In 1999, several employees of AT&T conducted a study to determine what concerns the average internet user has about online security. See the full report and research methodologies. For our purposes, we'll focus in on one key result: what did those surveyed identify as key factors in their decisions to give out personal information to a website?
As the graphic below (taken from the AT&T Bell Labs report) indicates, people were categorized from the sum total of their survey responses either as "marginally concerned", "pragmatic majority", or "privacy fundamentalists". Using the pragmatic majority as an index, we can see what users consider important when deciding whether to submit information to a website:
82% consider the site's information-sharing statistics the most important factor in data submission, a finding that supports the idea that users do not want their personal information distributed, sold, or otherwise disseminated among other parties.
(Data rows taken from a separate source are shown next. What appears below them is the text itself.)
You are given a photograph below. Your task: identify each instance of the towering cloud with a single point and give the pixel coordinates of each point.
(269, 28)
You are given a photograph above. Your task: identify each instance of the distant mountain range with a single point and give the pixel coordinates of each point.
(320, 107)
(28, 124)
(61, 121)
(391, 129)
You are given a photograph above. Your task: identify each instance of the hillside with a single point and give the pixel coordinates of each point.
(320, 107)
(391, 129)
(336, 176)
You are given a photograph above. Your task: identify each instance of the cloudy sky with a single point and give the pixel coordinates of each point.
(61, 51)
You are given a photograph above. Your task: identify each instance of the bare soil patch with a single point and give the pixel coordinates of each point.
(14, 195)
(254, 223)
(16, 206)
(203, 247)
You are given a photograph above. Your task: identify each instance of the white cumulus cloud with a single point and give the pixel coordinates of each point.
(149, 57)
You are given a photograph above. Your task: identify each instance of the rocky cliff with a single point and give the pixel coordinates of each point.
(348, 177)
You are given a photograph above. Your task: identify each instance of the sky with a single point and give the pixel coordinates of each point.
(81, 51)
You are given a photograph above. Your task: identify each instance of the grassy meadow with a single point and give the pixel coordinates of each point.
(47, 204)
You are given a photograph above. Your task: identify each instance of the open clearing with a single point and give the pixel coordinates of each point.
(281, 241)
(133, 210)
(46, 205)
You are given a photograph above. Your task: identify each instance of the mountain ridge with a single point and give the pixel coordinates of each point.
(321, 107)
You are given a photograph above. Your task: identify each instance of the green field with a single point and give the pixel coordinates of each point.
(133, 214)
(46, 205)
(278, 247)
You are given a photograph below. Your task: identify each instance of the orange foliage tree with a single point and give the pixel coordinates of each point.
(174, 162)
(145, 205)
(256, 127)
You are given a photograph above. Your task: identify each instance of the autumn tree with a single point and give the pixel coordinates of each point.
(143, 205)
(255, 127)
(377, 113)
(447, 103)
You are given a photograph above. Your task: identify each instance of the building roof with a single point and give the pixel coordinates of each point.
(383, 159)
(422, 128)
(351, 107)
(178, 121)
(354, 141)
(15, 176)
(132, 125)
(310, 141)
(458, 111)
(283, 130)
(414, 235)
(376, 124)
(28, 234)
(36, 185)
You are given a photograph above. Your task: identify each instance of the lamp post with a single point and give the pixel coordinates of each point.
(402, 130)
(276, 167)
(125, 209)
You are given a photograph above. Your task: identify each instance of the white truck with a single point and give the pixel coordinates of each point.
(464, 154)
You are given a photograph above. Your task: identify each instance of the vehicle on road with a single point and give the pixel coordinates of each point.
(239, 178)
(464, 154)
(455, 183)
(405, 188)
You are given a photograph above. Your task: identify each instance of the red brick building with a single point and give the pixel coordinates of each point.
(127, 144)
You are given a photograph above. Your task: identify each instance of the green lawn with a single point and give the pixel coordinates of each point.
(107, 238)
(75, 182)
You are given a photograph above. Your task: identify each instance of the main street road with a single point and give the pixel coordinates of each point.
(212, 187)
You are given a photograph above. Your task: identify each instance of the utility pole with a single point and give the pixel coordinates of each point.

The significantly lower percentages concerned with the site's published privacy policy or its privacy "seal of approval" from a third-party site (50% and 39%, respectively) suggest that people are less likely to take into account the word of the site itself or even a trusted external site to assure them of the site's security. People appear more concerned with where the information is going and what exactly is being collected than with the claims the site makes about its use of the information.
This survey again suggests that the online world needs some standard of privacy protection and data collection protocol-something to raise the individual user's comfort level in regards to the transmission of personal information. However, this comfort level should not be a false one; legislation and individual websites should make privacy protection a priority.